I think it's more that Cinnamon and their default Mate config has more UI similarities to Windows than most other DEs/vanilla installs.
It's true, same for GNOME 2 / MATE. But if you ever want to dig deeper at all, you can't avoid the differences.
  • Executable bits.
  • Things that mysteriously don't fucking work if you're using Wayland (I don't know if Mint does this stupidity yet... I believe Ubuntu does?).
  • Config files in /etc/ instead of the registry.
  • More reliance on environment variables to change behaviour.
  • A far better (and very different) scripting environment.
  • Better disk management, too (cat /dev/sda > /path/to/disk/backup.img... no extra software required)
  • Different ways to go about adjusting hardware settings (not "download this vendor specific binary," more often than not it's "write to this value in sysfs").
  • Even if using Windows software, you have WINEPREFIX'es and DLL overrides (okay, DLL overriding pretty much exists in Windows, too, but it's still different here).
  • Newline differences (so if running a .bat script in Wine, be sure it uses CRLF), package repositories that aren't retarded and super locked down (in most 'distros' there are package managers, at least).
  • File path names are different, the way you access partitions is different (no drive letters, mount points instead), different ways to diagnose problems (booting with init=/bin/sh or using nomodeset, for instance).
  • Actually being able to tell what's going wrong most of the time by reading log files instead of just blindly reinstalling.
  • Unicode in UTF-8 (vs. UTF-16 little-endian).
  • More kinds of allowable characters in file names.
  • Multiple scheduling algorithms to choose from for CPU and I/O
  • DIfferent ways to do trivial things like configure mouse speed/mouse acceleration (even beyond what's in the UI in some desktop managers, there are things like xorg-xinput-evdev if you don't feel that libinput is giving you enough customizability).
  • Most hardware has built-in drivers (I guess that's a little better in windows these days, but not if the hardware is more than a few years old). I can use USB video capture cards in Linux that haven't had Windows drivers in eight years or more.

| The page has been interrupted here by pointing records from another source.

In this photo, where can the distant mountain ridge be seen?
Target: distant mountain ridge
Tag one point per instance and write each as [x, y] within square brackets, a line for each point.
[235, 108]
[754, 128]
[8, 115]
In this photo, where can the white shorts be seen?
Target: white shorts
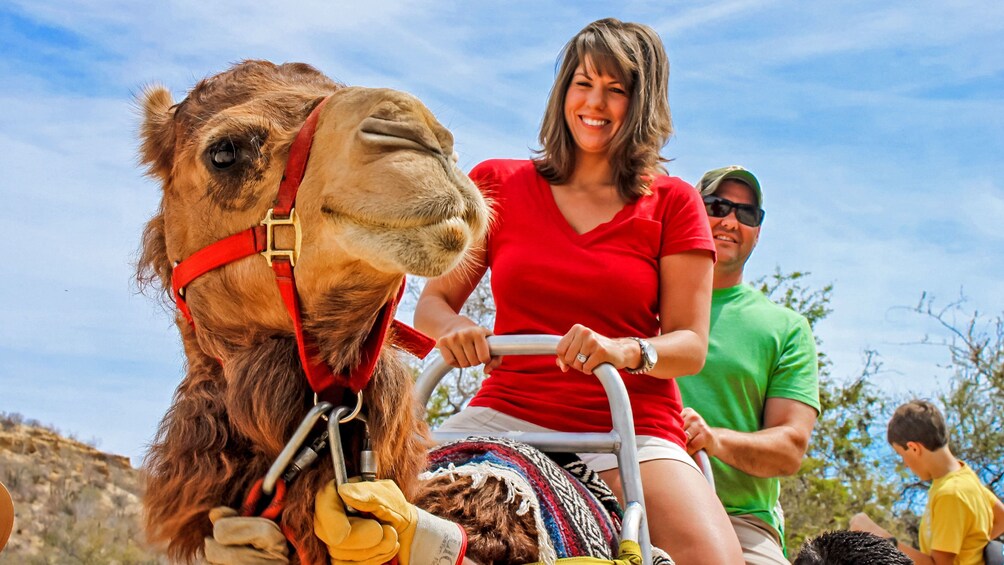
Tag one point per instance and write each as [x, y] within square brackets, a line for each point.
[480, 419]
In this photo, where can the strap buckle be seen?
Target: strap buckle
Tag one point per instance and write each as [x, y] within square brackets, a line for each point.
[270, 222]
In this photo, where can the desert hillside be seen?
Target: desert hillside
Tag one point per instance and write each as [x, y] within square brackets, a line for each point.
[72, 503]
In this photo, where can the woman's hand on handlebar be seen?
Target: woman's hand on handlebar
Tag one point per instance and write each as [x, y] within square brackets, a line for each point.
[583, 343]
[465, 344]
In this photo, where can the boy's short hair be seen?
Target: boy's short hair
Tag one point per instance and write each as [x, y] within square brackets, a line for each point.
[842, 547]
[918, 420]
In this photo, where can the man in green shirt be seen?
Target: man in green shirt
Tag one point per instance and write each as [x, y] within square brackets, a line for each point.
[753, 405]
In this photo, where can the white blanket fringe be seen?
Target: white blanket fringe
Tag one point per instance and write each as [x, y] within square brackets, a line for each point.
[516, 486]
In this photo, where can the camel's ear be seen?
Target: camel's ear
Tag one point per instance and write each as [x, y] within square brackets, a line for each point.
[154, 267]
[158, 131]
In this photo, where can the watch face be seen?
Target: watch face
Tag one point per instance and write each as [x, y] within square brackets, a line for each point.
[650, 353]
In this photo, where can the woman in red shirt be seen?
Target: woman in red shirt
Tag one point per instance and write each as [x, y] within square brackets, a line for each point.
[593, 242]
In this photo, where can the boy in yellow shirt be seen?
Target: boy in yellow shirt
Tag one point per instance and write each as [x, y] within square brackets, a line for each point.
[962, 515]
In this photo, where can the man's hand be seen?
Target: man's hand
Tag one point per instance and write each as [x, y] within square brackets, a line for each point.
[700, 436]
[425, 539]
[244, 540]
[351, 540]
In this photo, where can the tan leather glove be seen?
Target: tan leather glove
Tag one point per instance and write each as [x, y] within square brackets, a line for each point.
[351, 540]
[425, 539]
[244, 540]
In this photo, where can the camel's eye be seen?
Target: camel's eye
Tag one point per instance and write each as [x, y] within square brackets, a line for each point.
[223, 155]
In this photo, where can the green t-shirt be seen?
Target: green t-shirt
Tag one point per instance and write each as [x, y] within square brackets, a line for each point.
[756, 350]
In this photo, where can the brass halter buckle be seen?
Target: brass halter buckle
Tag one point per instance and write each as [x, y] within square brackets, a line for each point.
[270, 222]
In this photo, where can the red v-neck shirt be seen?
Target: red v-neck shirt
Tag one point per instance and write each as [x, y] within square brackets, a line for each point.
[546, 277]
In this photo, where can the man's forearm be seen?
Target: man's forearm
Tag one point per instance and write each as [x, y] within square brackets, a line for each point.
[774, 452]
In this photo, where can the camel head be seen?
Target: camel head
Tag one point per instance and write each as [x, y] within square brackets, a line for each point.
[382, 195]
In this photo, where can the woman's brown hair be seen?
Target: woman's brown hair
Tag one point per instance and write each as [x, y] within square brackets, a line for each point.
[633, 53]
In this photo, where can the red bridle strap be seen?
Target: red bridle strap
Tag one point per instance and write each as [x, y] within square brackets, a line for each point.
[257, 240]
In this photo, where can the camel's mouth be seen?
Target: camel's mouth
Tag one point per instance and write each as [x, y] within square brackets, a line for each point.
[389, 134]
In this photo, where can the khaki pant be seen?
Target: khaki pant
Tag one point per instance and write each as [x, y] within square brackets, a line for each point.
[761, 545]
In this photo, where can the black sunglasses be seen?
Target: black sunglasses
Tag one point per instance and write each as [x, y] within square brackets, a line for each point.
[747, 214]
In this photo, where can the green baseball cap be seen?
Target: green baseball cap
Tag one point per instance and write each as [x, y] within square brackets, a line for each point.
[713, 179]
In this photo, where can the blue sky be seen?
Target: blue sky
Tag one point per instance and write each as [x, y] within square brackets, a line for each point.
[874, 128]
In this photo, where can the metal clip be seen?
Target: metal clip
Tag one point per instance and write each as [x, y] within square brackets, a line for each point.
[270, 222]
[289, 451]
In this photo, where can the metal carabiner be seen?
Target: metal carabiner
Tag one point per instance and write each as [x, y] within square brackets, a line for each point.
[289, 451]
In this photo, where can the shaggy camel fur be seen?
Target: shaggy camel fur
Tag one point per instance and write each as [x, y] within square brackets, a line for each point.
[381, 197]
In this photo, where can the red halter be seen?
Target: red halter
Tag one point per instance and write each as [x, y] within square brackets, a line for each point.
[259, 239]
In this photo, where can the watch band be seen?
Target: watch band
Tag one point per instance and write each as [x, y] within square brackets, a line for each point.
[647, 358]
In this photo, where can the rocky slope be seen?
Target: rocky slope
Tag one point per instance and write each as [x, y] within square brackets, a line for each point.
[72, 503]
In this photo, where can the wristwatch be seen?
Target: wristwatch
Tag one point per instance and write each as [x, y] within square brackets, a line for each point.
[649, 356]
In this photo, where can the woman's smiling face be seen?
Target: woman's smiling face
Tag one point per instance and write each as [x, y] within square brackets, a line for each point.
[595, 107]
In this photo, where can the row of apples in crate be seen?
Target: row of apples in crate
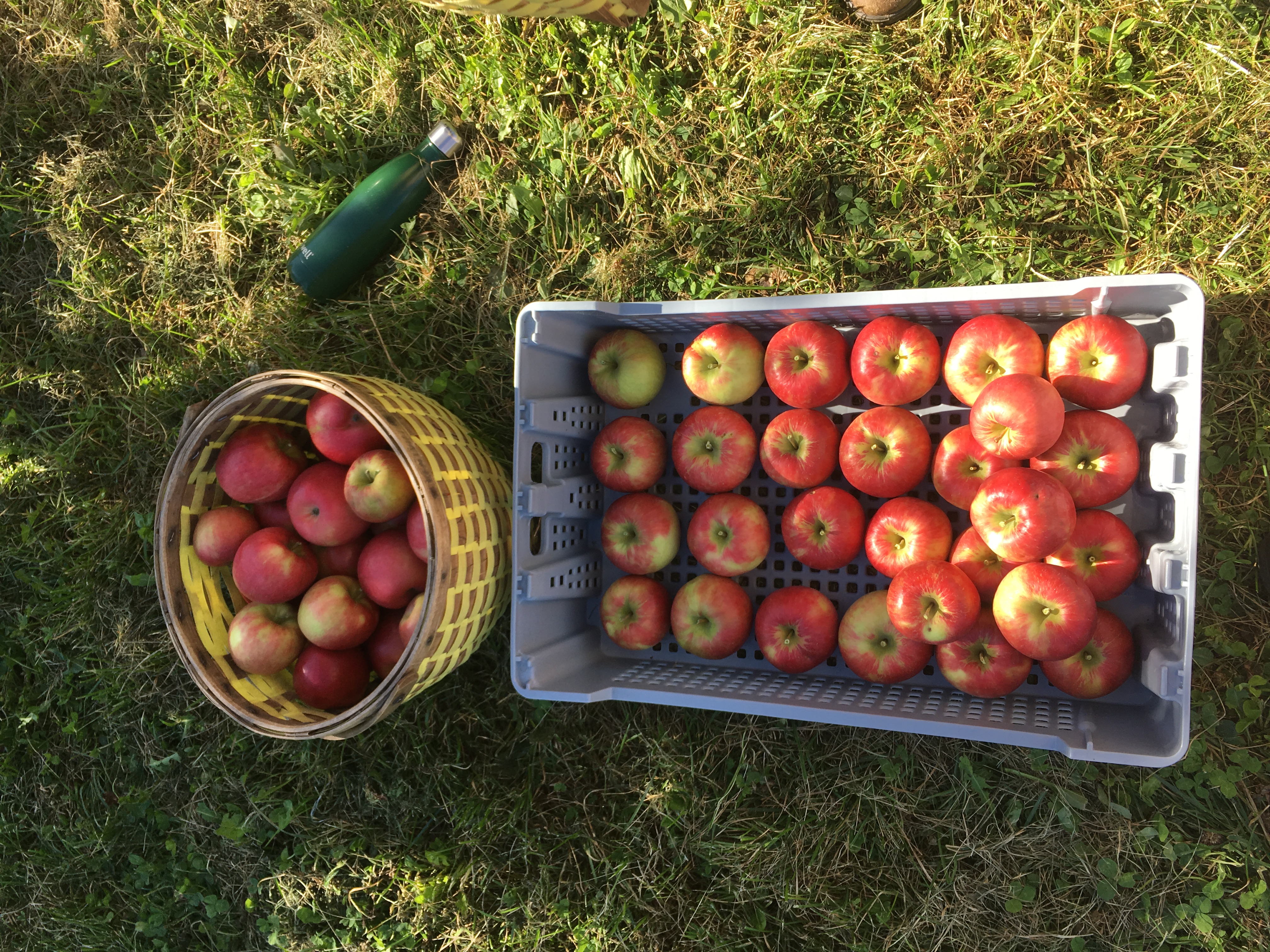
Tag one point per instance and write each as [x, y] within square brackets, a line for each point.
[1021, 584]
[331, 557]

  • Almost inevitably, you'll have to compile something some day (or want to run something that requires compiling). That's a rite of passage IMO.
  • Wireless card firmware annoyances (oftentimes).

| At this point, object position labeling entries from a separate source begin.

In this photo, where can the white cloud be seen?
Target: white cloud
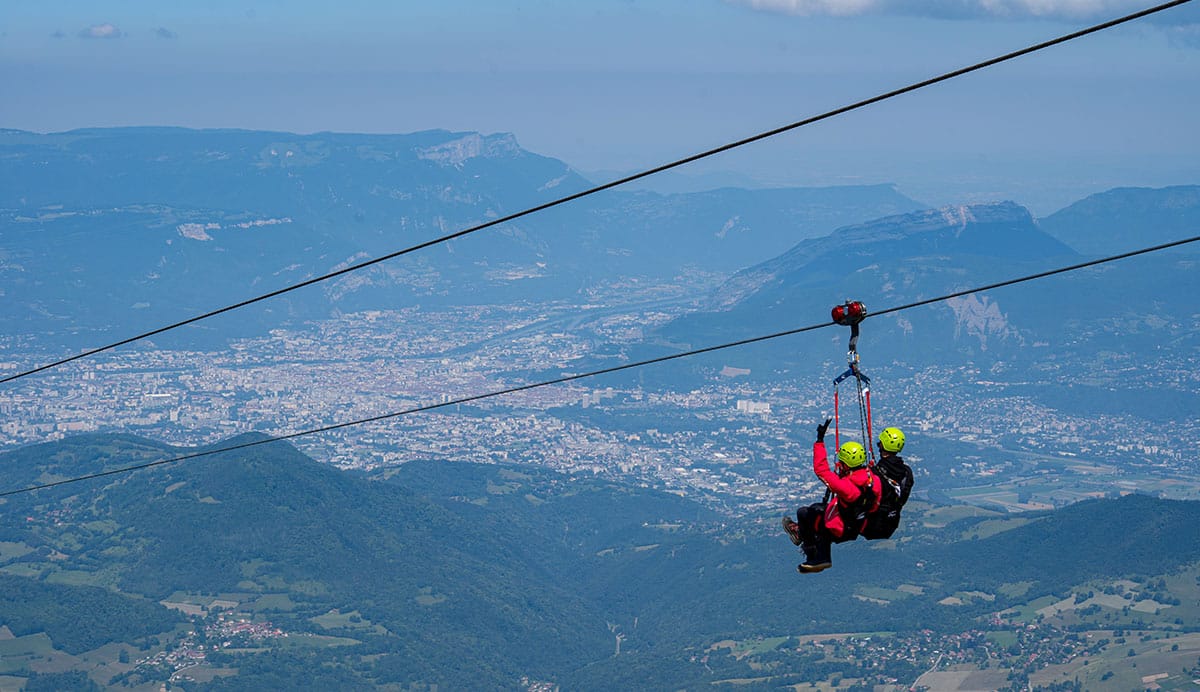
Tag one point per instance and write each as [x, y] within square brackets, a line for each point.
[101, 31]
[965, 8]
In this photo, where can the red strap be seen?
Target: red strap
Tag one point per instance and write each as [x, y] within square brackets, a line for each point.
[837, 420]
[870, 435]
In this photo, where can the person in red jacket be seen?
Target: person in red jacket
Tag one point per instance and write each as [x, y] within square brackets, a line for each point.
[851, 495]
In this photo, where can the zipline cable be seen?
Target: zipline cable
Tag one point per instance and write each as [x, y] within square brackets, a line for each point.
[617, 182]
[595, 373]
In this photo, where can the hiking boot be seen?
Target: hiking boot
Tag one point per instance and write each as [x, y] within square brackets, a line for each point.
[793, 530]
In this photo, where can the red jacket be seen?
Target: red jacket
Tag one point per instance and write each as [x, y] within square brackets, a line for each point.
[847, 491]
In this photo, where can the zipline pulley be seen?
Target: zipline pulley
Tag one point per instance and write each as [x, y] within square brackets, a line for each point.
[851, 313]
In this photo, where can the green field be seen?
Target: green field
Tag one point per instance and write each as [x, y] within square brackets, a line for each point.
[10, 551]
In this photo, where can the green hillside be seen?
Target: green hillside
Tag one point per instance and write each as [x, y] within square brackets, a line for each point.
[480, 576]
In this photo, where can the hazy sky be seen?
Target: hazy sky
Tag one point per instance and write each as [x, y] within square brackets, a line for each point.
[627, 84]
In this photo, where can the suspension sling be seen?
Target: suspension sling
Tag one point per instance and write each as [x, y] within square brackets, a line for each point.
[850, 314]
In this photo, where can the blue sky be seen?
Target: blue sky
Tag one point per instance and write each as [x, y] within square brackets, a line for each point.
[613, 85]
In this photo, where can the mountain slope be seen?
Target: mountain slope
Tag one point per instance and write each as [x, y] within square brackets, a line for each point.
[138, 227]
[531, 571]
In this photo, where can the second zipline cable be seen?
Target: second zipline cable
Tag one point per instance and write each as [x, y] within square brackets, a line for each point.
[621, 181]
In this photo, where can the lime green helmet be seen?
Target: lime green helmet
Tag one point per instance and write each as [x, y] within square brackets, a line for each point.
[852, 455]
[892, 440]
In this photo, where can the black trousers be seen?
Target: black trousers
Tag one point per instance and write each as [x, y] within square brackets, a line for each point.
[815, 539]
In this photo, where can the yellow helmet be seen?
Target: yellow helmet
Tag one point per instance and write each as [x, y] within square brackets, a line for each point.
[892, 440]
[852, 455]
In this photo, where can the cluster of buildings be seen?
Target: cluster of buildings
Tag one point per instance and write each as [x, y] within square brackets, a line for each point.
[721, 438]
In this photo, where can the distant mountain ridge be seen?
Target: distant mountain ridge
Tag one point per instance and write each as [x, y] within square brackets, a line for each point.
[142, 226]
[1126, 218]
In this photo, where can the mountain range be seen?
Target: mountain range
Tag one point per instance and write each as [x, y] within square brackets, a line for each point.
[144, 226]
[1139, 306]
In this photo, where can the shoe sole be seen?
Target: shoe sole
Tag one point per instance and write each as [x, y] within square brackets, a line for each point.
[793, 537]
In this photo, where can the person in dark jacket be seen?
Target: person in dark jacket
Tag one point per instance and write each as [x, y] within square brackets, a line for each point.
[852, 493]
[897, 481]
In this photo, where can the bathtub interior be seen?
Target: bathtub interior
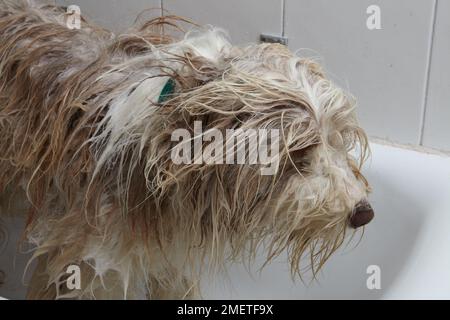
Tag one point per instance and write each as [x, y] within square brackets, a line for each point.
[408, 240]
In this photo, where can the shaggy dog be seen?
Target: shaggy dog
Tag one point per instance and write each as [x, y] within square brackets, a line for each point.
[86, 138]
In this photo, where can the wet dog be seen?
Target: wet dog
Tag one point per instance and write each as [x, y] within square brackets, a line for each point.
[88, 134]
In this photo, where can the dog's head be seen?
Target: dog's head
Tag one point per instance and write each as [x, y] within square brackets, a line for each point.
[293, 182]
[297, 184]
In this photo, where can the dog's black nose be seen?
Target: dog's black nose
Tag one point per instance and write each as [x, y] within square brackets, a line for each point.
[362, 215]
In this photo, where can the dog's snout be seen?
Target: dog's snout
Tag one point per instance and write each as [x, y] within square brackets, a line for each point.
[362, 215]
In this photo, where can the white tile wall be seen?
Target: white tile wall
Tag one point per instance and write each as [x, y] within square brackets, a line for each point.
[437, 117]
[245, 20]
[116, 15]
[385, 69]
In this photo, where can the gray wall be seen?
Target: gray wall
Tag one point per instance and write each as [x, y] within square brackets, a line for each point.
[400, 74]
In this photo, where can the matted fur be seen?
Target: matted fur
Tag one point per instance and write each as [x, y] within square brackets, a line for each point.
[82, 133]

  • Toolkit quirks, different ways to set up input method editors (IME's, like for typing in 日本語), often with different shortcuts.
  • Generally, a lot of the configurability/flexibility is best exposed via a command line.

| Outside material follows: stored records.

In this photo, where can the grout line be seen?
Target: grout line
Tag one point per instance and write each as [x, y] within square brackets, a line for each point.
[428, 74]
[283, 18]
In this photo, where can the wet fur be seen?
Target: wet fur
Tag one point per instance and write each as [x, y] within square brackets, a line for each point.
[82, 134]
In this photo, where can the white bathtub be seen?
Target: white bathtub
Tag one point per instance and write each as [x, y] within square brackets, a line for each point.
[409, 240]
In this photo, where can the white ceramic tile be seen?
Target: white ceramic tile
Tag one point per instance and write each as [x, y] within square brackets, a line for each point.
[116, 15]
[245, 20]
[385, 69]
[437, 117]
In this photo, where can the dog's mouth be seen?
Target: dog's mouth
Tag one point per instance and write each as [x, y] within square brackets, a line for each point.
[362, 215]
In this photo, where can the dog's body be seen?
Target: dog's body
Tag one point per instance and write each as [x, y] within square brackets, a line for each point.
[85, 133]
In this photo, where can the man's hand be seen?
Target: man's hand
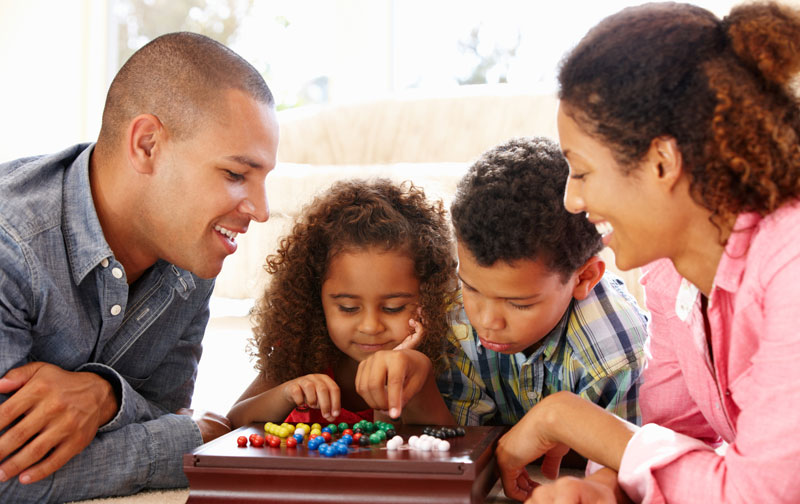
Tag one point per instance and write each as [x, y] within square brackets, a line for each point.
[58, 415]
[389, 378]
[212, 425]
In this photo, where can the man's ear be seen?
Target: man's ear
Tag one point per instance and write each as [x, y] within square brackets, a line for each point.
[666, 160]
[588, 275]
[145, 131]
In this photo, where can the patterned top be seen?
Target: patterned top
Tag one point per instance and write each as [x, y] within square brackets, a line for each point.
[597, 351]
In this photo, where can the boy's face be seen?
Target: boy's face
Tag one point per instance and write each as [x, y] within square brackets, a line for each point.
[512, 306]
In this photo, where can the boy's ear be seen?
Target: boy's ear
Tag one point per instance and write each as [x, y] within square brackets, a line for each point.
[587, 276]
[144, 133]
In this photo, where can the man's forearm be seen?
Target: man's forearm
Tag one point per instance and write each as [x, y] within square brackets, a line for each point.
[121, 462]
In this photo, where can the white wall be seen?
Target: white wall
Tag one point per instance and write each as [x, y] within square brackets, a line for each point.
[53, 61]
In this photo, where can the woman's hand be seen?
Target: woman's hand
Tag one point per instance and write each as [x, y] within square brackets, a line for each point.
[317, 391]
[571, 490]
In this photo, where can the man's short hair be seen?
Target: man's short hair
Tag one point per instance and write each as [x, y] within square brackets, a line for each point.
[179, 78]
[510, 206]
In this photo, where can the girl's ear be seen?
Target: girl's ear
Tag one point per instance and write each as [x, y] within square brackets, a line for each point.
[587, 277]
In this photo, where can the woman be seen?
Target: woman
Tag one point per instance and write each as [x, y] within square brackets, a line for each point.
[683, 137]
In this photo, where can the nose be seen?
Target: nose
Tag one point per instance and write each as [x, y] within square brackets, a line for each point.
[573, 201]
[370, 323]
[491, 316]
[255, 204]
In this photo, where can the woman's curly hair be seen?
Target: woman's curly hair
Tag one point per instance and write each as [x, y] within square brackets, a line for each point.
[290, 334]
[720, 88]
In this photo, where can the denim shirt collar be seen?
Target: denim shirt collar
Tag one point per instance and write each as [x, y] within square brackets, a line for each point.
[83, 235]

  • Most software that people say to use in windows isn't going to be the same on Unix/Linux, and there's usually a better alternative that may behave differently than you're used to.
  • Dot files being 'hidden' on Unix/Linux.
  • Better (IMO) keybinding (caps lock -> ctrl for instance is IMO easier than in windows).
  • The goddamn compose key.
  • To me, most desktop environments/window managers, paired with a shell and maybe something like xdotool, form a better basis for clear and legible scripts than AutoHotKey does.
  • In most desktop environments, there's less software to install to support whatever kind of image, video, etc. you want to access/use.
  • More codecs built into most normie distros like Mint (technically it's just libavcodec plus some wrapper or another, usually).
  • On my laptop, at least, the intel graphics drivers support a higher OpenGL version in Linux than in Windows.
  • The Alsa/OSS/Jack/Pipewire/OSS clusterfuck for sound. I have mine all just the way I like it now, but it took me a solid amount of time using linux distros before I really got the hang of ripping Pulseaudio out, configuring alsamixer, and compiling Firefox - because Mozilla in its infinite wisdom decided we can't have nice things like 'functioning sound' in Linux, and FF doesn't even tell you that the reason you have no sound is because you are smart enough not to use Pulseaudio if you launch it. Mint comes with Pulseaudio of course, as does Ubuntu, but you will eventually find a program that Pulse doesn't play nice with and you'll learn to hate it... especially if you do anything at all with MIDI at any point ever, or ever want to play vanilla Quake with sound.
  • Case-sensitive file names.
  • File extensions basically not mattering at all for almost anything.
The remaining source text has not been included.